Platinum Supporting Member
Messages
3,174
Out of the box you won't need anything. The AVRI's have nice pots and switches. Give the pickups a chance. Play with the heights. You may end up liking them. I have the Suhr ML's (in my Suhr) and think the y have a little "smokier" tone to them.

I prefer a fully grounded and shielded cavity. I try to get them as quiet as possible when idle. Maye add a Suhr/Illitch silent back plate.

It the trem arm "wobble" bothers you maybe a Callaham replacement block?

These are all just minor fine tuning tweaks.
 

Larry Mal

Member
Messages
1,754
I "owned" one for a month or so, it had been my buddy's forever, and he gave it to me. He later needed the dough, so I sold it on eBay and gave him the money.

It was hard to do... this was one special guitar, it played great. I own an AVRI Jazzmaster, and a '62 AVRI Telecaster, and I'm a big fan of Fender's reissues.

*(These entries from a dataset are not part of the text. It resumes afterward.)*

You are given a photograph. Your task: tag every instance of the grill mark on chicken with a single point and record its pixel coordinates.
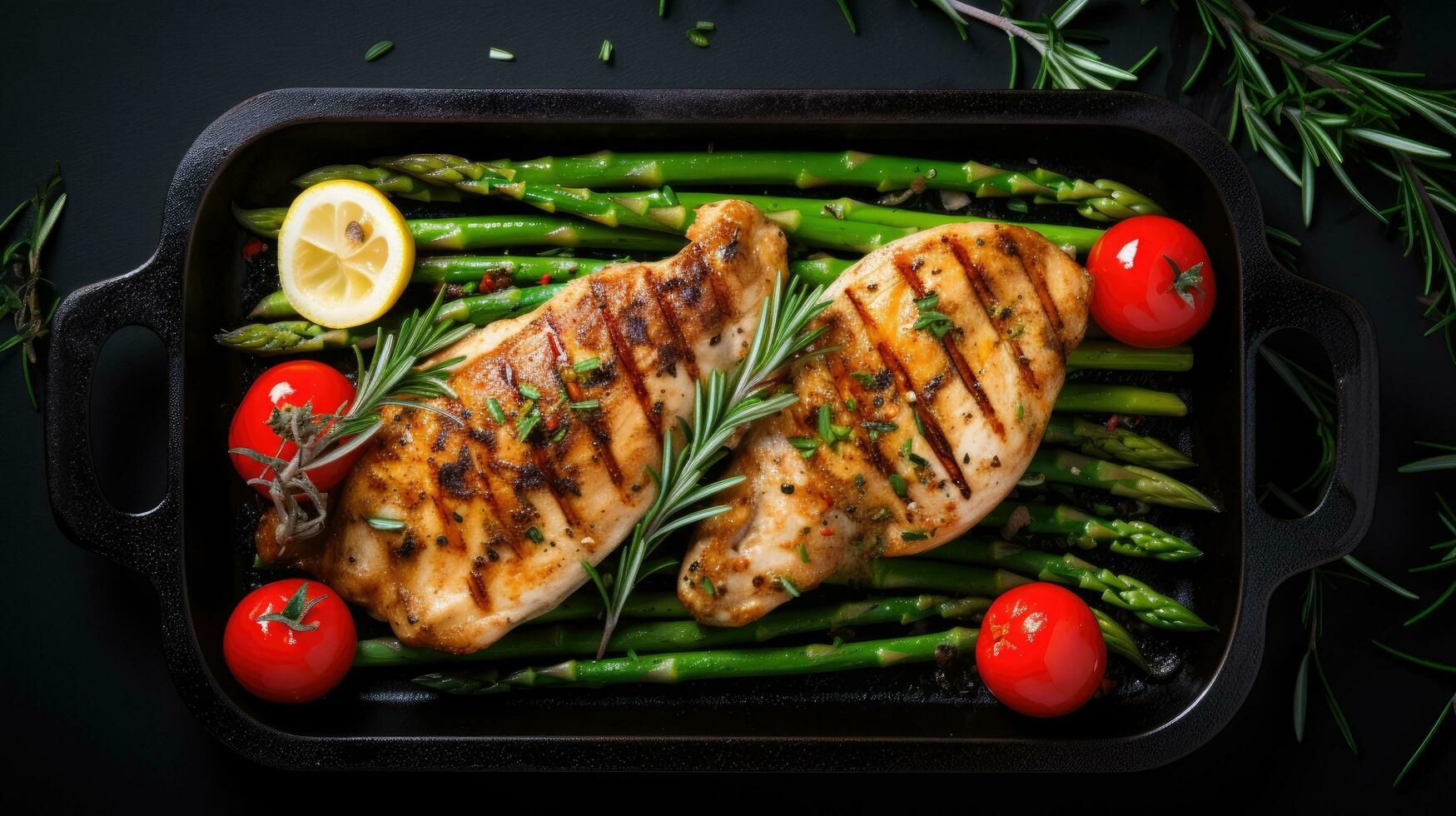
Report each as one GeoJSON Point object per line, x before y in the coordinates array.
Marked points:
{"type": "Point", "coordinates": [715, 286]}
{"type": "Point", "coordinates": [488, 495]}
{"type": "Point", "coordinates": [549, 481]}
{"type": "Point", "coordinates": [597, 436]}
{"type": "Point", "coordinates": [670, 321]}
{"type": "Point", "coordinates": [932, 427]}
{"type": "Point", "coordinates": [476, 585]}
{"type": "Point", "coordinates": [1011, 245]}
{"type": "Point", "coordinates": [976, 277]}
{"type": "Point", "coordinates": [624, 355]}
{"type": "Point", "coordinates": [962, 369]}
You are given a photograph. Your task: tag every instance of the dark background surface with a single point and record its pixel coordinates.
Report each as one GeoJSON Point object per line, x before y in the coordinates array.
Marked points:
{"type": "Point", "coordinates": [117, 92]}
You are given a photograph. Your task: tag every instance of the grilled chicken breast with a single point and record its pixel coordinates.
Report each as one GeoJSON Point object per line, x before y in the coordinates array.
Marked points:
{"type": "Point", "coordinates": [501, 510]}
{"type": "Point", "coordinates": [923, 417]}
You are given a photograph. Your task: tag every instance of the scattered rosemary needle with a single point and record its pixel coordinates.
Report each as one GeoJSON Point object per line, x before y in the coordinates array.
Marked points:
{"type": "Point", "coordinates": [377, 50]}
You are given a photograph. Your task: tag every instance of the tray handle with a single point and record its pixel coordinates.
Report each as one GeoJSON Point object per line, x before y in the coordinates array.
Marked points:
{"type": "Point", "coordinates": [149, 297]}
{"type": "Point", "coordinates": [1280, 299]}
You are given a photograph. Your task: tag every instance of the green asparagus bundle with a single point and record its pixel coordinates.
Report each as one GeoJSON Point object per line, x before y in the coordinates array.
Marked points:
{"type": "Point", "coordinates": [534, 643]}
{"type": "Point", "coordinates": [485, 232]}
{"type": "Point", "coordinates": [1110, 356]}
{"type": "Point", "coordinates": [1123, 592]}
{"type": "Point", "coordinates": [1131, 538]}
{"type": "Point", "coordinates": [1127, 481]}
{"type": "Point", "coordinates": [1101, 200]}
{"type": "Point", "coordinates": [1096, 398]}
{"type": "Point", "coordinates": [676, 668]}
{"type": "Point", "coordinates": [1121, 443]}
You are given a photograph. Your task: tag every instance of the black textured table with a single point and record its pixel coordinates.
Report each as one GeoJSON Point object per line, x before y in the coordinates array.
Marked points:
{"type": "Point", "coordinates": [117, 92]}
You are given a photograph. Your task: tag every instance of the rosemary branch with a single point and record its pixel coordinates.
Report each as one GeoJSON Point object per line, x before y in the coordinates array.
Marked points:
{"type": "Point", "coordinates": [326, 437]}
{"type": "Point", "coordinates": [721, 406]}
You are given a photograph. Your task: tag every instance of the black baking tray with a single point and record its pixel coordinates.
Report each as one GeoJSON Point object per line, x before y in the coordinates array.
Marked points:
{"type": "Point", "coordinates": [865, 720]}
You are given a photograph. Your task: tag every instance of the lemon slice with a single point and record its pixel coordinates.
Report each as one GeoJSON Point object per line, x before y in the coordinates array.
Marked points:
{"type": "Point", "coordinates": [344, 254]}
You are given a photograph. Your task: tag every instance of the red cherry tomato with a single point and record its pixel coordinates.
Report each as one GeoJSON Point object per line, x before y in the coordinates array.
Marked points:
{"type": "Point", "coordinates": [1139, 297]}
{"type": "Point", "coordinates": [289, 384]}
{"type": "Point", "coordinates": [1041, 650]}
{"type": "Point", "coordinates": [290, 641]}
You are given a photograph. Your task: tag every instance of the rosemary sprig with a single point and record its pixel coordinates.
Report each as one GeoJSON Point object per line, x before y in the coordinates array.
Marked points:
{"type": "Point", "coordinates": [1304, 102]}
{"type": "Point", "coordinates": [1318, 398]}
{"type": "Point", "coordinates": [325, 437]}
{"type": "Point", "coordinates": [22, 297]}
{"type": "Point", "coordinates": [1065, 63]}
{"type": "Point", "coordinates": [723, 404]}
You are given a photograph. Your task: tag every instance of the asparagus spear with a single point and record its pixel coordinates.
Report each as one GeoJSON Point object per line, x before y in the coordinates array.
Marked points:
{"type": "Point", "coordinates": [382, 180]}
{"type": "Point", "coordinates": [951, 579]}
{"type": "Point", "coordinates": [534, 643]}
{"type": "Point", "coordinates": [1120, 480]}
{"type": "Point", "coordinates": [808, 215]}
{"type": "Point", "coordinates": [1125, 592]}
{"type": "Point", "coordinates": [464, 270]}
{"type": "Point", "coordinates": [1121, 443]}
{"type": "Point", "coordinates": [1110, 356]}
{"type": "Point", "coordinates": [1096, 398]}
{"type": "Point", "coordinates": [676, 668]}
{"type": "Point", "coordinates": [1098, 200]}
{"type": "Point", "coordinates": [1135, 540]}
{"type": "Point", "coordinates": [481, 232]}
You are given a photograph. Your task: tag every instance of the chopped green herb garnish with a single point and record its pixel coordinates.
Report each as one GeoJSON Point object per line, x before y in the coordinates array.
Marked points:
{"type": "Point", "coordinates": [829, 431]}
{"type": "Point", "coordinates": [806, 446]}
{"type": "Point", "coordinates": [897, 484]}
{"type": "Point", "coordinates": [938, 322]}
{"type": "Point", "coordinates": [377, 50]}
{"type": "Point", "coordinates": [788, 586]}
{"type": "Point", "coordinates": [915, 458]}
{"type": "Point", "coordinates": [528, 423]}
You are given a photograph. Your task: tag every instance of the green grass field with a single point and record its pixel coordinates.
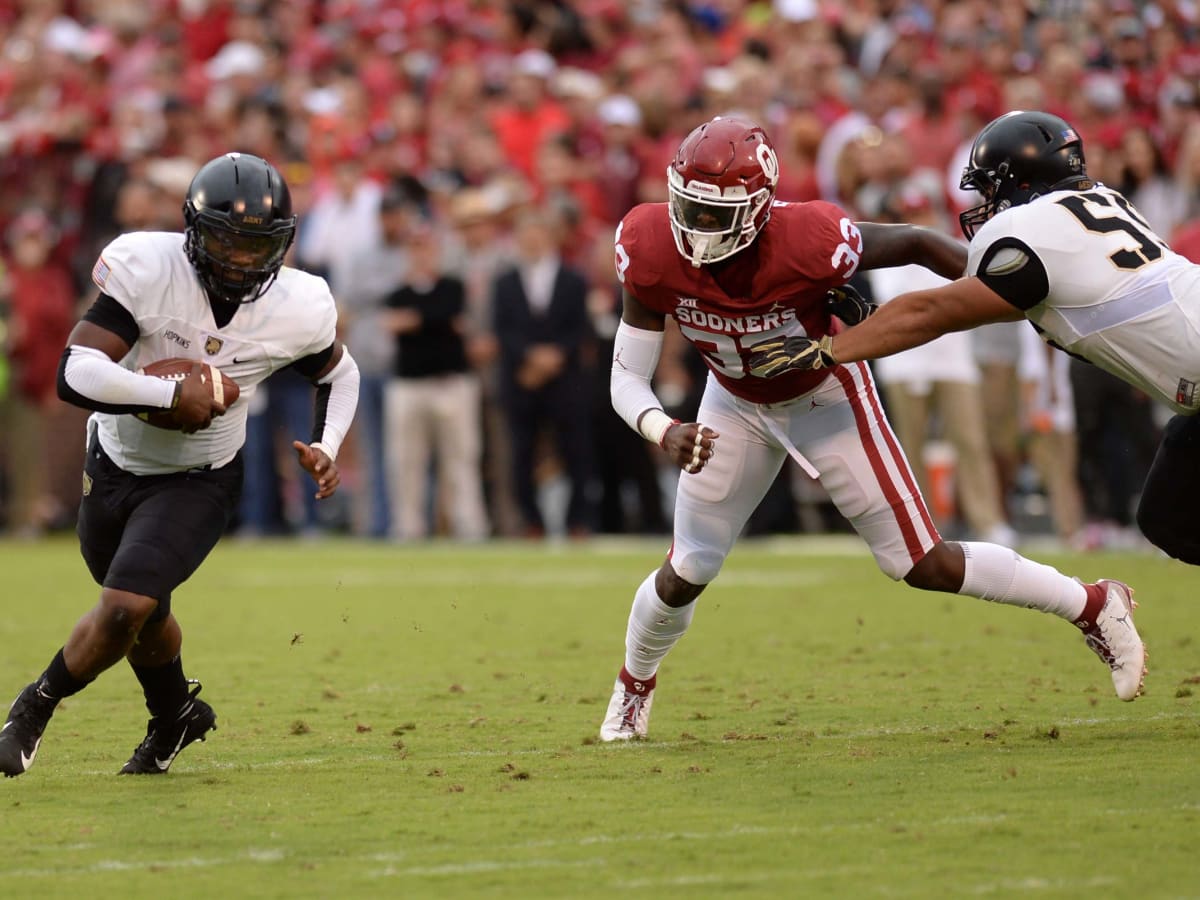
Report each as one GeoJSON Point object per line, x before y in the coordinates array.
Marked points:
{"type": "Point", "coordinates": [421, 723]}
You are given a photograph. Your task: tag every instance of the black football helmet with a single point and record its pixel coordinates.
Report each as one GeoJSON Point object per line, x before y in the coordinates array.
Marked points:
{"type": "Point", "coordinates": [1017, 157]}
{"type": "Point", "coordinates": [239, 226]}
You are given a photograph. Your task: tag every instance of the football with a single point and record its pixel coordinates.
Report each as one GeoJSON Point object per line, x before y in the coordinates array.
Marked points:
{"type": "Point", "coordinates": [225, 389]}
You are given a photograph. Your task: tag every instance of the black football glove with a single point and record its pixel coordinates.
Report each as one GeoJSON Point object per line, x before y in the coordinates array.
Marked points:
{"type": "Point", "coordinates": [849, 305]}
{"type": "Point", "coordinates": [786, 354]}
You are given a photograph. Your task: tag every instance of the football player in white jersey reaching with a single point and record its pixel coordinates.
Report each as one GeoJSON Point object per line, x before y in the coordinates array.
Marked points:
{"type": "Point", "coordinates": [1075, 258]}
{"type": "Point", "coordinates": [747, 277]}
{"type": "Point", "coordinates": [156, 499]}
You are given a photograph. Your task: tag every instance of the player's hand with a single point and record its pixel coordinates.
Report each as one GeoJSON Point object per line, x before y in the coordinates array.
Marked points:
{"type": "Point", "coordinates": [690, 447]}
{"type": "Point", "coordinates": [849, 305]}
{"type": "Point", "coordinates": [786, 354]}
{"type": "Point", "coordinates": [323, 469]}
{"type": "Point", "coordinates": [195, 407]}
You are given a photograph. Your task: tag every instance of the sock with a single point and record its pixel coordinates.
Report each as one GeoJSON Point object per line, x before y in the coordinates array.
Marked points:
{"type": "Point", "coordinates": [165, 687]}
{"type": "Point", "coordinates": [57, 681]}
{"type": "Point", "coordinates": [1002, 575]}
{"type": "Point", "coordinates": [654, 628]}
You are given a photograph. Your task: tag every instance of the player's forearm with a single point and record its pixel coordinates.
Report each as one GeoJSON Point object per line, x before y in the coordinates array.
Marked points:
{"type": "Point", "coordinates": [90, 379]}
{"type": "Point", "coordinates": [635, 357]}
{"type": "Point", "coordinates": [900, 324]}
{"type": "Point", "coordinates": [337, 397]}
{"type": "Point", "coordinates": [939, 252]}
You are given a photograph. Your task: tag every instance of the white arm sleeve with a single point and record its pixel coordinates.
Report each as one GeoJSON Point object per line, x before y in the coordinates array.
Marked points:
{"type": "Point", "coordinates": [635, 355]}
{"type": "Point", "coordinates": [107, 385]}
{"type": "Point", "coordinates": [337, 397]}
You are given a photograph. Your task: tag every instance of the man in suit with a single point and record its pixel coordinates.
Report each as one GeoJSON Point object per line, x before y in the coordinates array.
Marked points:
{"type": "Point", "coordinates": [541, 324]}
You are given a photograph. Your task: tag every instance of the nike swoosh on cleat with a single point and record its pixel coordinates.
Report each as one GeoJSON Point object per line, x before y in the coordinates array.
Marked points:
{"type": "Point", "coordinates": [27, 761]}
{"type": "Point", "coordinates": [163, 765]}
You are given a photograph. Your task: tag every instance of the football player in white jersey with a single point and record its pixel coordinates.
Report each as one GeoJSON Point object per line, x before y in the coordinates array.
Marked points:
{"type": "Point", "coordinates": [1077, 259]}
{"type": "Point", "coordinates": [156, 501]}
{"type": "Point", "coordinates": [744, 279]}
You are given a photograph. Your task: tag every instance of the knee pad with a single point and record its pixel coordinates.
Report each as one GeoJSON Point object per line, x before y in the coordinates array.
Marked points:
{"type": "Point", "coordinates": [697, 567]}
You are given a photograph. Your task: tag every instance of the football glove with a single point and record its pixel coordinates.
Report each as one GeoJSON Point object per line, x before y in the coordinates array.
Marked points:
{"type": "Point", "coordinates": [803, 354]}
{"type": "Point", "coordinates": [849, 305]}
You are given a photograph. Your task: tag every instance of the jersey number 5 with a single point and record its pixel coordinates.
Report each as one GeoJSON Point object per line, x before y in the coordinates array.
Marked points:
{"type": "Point", "coordinates": [1125, 219]}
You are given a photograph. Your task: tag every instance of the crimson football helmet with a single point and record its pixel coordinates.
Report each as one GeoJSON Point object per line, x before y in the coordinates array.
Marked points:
{"type": "Point", "coordinates": [1017, 157]}
{"type": "Point", "coordinates": [721, 184]}
{"type": "Point", "coordinates": [239, 221]}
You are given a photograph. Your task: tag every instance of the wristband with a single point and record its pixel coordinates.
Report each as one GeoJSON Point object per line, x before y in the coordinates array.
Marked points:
{"type": "Point", "coordinates": [654, 424]}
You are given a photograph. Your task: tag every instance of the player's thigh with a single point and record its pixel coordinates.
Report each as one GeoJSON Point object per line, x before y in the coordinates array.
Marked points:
{"type": "Point", "coordinates": [868, 477]}
{"type": "Point", "coordinates": [713, 505]}
{"type": "Point", "coordinates": [1167, 511]}
{"type": "Point", "coordinates": [102, 511]}
{"type": "Point", "coordinates": [172, 528]}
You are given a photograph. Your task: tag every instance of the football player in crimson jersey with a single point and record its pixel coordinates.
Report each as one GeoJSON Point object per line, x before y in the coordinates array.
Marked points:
{"type": "Point", "coordinates": [743, 274]}
{"type": "Point", "coordinates": [1079, 262]}
{"type": "Point", "coordinates": [156, 501]}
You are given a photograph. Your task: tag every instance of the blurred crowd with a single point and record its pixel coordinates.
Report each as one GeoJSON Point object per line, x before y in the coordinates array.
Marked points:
{"type": "Point", "coordinates": [449, 156]}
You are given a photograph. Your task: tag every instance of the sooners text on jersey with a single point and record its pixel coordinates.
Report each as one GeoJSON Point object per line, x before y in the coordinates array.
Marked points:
{"type": "Point", "coordinates": [773, 288]}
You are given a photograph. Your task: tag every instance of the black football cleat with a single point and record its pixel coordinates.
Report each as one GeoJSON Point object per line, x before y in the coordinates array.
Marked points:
{"type": "Point", "coordinates": [167, 735]}
{"type": "Point", "coordinates": [22, 732]}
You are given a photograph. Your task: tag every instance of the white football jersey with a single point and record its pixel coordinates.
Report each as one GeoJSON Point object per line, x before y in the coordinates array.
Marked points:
{"type": "Point", "coordinates": [1096, 281]}
{"type": "Point", "coordinates": [149, 274]}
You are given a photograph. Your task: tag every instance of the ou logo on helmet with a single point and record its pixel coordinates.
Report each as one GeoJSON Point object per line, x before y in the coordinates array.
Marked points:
{"type": "Point", "coordinates": [768, 161]}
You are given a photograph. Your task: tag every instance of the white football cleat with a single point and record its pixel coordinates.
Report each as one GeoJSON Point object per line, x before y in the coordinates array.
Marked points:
{"type": "Point", "coordinates": [1115, 639]}
{"type": "Point", "coordinates": [629, 711]}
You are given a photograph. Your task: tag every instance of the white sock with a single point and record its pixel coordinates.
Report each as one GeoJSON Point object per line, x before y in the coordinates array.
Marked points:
{"type": "Point", "coordinates": [999, 574]}
{"type": "Point", "coordinates": [654, 628]}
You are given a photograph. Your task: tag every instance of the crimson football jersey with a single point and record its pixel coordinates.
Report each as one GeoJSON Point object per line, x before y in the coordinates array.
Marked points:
{"type": "Point", "coordinates": [773, 288]}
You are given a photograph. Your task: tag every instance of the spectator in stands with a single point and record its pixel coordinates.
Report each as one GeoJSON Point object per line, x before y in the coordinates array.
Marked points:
{"type": "Point", "coordinates": [376, 273]}
{"type": "Point", "coordinates": [432, 402]}
{"type": "Point", "coordinates": [541, 323]}
{"type": "Point", "coordinates": [37, 294]}
{"type": "Point", "coordinates": [483, 251]}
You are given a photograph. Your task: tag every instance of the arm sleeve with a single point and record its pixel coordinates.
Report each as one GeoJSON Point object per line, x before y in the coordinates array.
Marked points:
{"type": "Point", "coordinates": [337, 397]}
{"type": "Point", "coordinates": [90, 379]}
{"type": "Point", "coordinates": [111, 316]}
{"type": "Point", "coordinates": [635, 355]}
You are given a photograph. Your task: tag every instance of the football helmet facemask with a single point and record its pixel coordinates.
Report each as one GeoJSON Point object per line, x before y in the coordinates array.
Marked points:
{"type": "Point", "coordinates": [240, 225]}
{"type": "Point", "coordinates": [1017, 157]}
{"type": "Point", "coordinates": [721, 184]}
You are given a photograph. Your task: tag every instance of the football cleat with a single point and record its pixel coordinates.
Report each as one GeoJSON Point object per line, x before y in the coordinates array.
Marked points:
{"type": "Point", "coordinates": [629, 711]}
{"type": "Point", "coordinates": [167, 735]}
{"type": "Point", "coordinates": [1115, 640]}
{"type": "Point", "coordinates": [22, 733]}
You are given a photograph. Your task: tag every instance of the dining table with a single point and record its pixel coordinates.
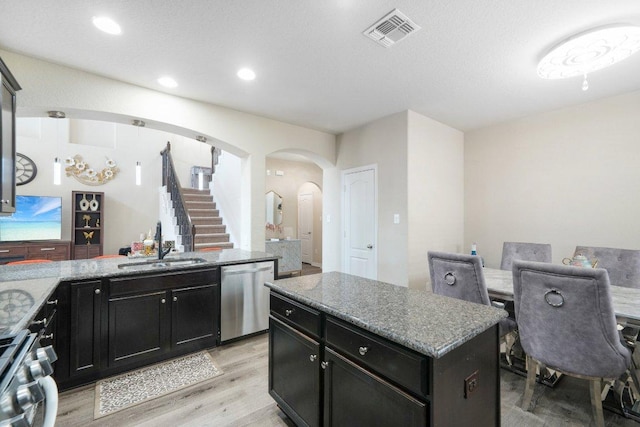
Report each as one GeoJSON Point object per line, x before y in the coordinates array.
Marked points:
{"type": "Point", "coordinates": [626, 301]}
{"type": "Point", "coordinates": [626, 305]}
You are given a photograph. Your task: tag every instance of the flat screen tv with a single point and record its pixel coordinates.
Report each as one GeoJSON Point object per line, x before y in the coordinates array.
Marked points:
{"type": "Point", "coordinates": [35, 218]}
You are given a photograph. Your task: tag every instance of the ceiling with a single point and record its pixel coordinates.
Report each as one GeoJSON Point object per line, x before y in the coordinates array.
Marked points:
{"type": "Point", "coordinates": [471, 65]}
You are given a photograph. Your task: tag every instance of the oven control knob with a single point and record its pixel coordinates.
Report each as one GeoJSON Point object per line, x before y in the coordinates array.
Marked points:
{"type": "Point", "coordinates": [40, 369]}
{"type": "Point", "coordinates": [46, 353]}
{"type": "Point", "coordinates": [29, 394]}
{"type": "Point", "coordinates": [17, 421]}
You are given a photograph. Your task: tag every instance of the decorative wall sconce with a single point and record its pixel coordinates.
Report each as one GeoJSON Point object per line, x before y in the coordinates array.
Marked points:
{"type": "Point", "coordinates": [138, 173]}
{"type": "Point", "coordinates": [57, 171]}
{"type": "Point", "coordinates": [80, 170]}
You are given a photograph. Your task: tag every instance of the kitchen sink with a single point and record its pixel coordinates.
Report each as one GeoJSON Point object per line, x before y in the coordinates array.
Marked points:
{"type": "Point", "coordinates": [175, 262]}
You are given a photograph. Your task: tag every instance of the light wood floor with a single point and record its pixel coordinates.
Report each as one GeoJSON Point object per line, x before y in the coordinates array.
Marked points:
{"type": "Point", "coordinates": [239, 397]}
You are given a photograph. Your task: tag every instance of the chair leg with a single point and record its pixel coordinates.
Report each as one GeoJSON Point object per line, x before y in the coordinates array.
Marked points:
{"type": "Point", "coordinates": [509, 341]}
{"type": "Point", "coordinates": [595, 387]}
{"type": "Point", "coordinates": [530, 384]}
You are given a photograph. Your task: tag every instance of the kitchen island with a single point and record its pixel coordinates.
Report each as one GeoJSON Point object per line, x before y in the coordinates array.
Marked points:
{"type": "Point", "coordinates": [344, 350]}
{"type": "Point", "coordinates": [105, 316]}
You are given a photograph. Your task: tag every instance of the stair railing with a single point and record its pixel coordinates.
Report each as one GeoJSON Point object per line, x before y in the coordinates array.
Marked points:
{"type": "Point", "coordinates": [170, 179]}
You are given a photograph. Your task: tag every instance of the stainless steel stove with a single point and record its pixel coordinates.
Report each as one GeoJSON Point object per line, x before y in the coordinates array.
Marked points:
{"type": "Point", "coordinates": [28, 394]}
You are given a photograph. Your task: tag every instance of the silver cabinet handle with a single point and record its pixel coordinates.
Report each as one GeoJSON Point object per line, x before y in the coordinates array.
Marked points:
{"type": "Point", "coordinates": [253, 270]}
{"type": "Point", "coordinates": [40, 322]}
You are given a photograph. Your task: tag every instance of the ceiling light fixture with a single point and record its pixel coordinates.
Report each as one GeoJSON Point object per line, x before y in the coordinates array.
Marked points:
{"type": "Point", "coordinates": [56, 114]}
{"type": "Point", "coordinates": [589, 51]}
{"type": "Point", "coordinates": [167, 82]}
{"type": "Point", "coordinates": [246, 74]}
{"type": "Point", "coordinates": [107, 25]}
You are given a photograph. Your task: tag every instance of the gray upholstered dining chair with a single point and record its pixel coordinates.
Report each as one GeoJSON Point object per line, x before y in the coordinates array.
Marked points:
{"type": "Point", "coordinates": [460, 276]}
{"type": "Point", "coordinates": [567, 323]}
{"type": "Point", "coordinates": [623, 265]}
{"type": "Point", "coordinates": [525, 251]}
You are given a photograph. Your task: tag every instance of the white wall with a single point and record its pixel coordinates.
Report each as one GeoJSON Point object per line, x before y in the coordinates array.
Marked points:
{"type": "Point", "coordinates": [435, 193]}
{"type": "Point", "coordinates": [567, 177]}
{"type": "Point", "coordinates": [128, 209]}
{"type": "Point", "coordinates": [226, 191]}
{"type": "Point", "coordinates": [47, 86]}
{"type": "Point", "coordinates": [382, 142]}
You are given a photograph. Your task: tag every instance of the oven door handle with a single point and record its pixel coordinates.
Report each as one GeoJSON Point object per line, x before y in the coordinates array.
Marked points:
{"type": "Point", "coordinates": [50, 401]}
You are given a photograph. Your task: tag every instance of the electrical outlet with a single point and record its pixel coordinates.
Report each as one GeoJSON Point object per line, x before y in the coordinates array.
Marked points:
{"type": "Point", "coordinates": [471, 384]}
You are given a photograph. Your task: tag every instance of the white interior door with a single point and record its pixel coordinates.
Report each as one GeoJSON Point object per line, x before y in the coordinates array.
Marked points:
{"type": "Point", "coordinates": [305, 226]}
{"type": "Point", "coordinates": [359, 223]}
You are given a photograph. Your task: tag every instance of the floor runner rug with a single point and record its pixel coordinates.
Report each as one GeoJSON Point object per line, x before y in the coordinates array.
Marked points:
{"type": "Point", "coordinates": [132, 388]}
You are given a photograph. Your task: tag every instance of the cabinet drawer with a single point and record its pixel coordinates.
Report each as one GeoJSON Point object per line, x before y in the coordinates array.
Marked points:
{"type": "Point", "coordinates": [405, 368]}
{"type": "Point", "coordinates": [49, 251]}
{"type": "Point", "coordinates": [11, 251]}
{"type": "Point", "coordinates": [296, 314]}
{"type": "Point", "coordinates": [164, 281]}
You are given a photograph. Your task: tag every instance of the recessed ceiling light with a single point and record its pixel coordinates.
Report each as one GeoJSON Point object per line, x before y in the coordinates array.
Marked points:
{"type": "Point", "coordinates": [246, 74]}
{"type": "Point", "coordinates": [107, 25]}
{"type": "Point", "coordinates": [167, 82]}
{"type": "Point", "coordinates": [590, 51]}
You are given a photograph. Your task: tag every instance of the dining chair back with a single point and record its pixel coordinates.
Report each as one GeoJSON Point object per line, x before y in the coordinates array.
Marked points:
{"type": "Point", "coordinates": [623, 265]}
{"type": "Point", "coordinates": [525, 251]}
{"type": "Point", "coordinates": [567, 323]}
{"type": "Point", "coordinates": [460, 276]}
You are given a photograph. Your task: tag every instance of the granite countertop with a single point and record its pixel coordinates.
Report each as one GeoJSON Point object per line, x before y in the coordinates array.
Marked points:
{"type": "Point", "coordinates": [25, 288]}
{"type": "Point", "coordinates": [420, 320]}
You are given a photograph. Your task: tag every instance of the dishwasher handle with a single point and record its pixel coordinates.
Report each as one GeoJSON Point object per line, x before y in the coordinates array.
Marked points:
{"type": "Point", "coordinates": [245, 271]}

I actually sold an American Standard Tele and replaced it with the AVRI Tele solely because of how that Strat played.
 
Messages
1,334
Thanks for all the advice! I just bought it today. I hope I like it as much as I liked it in the store. I have about a month to decide I guess. It was a risk because I just bought a suhr classic and a nash earlier that I thought I really liked, and then slowly realized it wasn't for me. Can't put my finger on it exactly, but fender just feels a little more like home. Can't exactly explain it...
 

serviviente7

Member
Messages
1,328
No need to do much....pickups are awesome too. The only thing I did to mine was to ire the second tone knob to the bridge pickup...this is a must for me.
 

Larry Mal

Member
Messages
1,754
Well, I don't know about the Nash, and I could be wrong about the Suhr Classic, but according to something I read on the internet, the Suhr Classic has a compound 10"-13" radius.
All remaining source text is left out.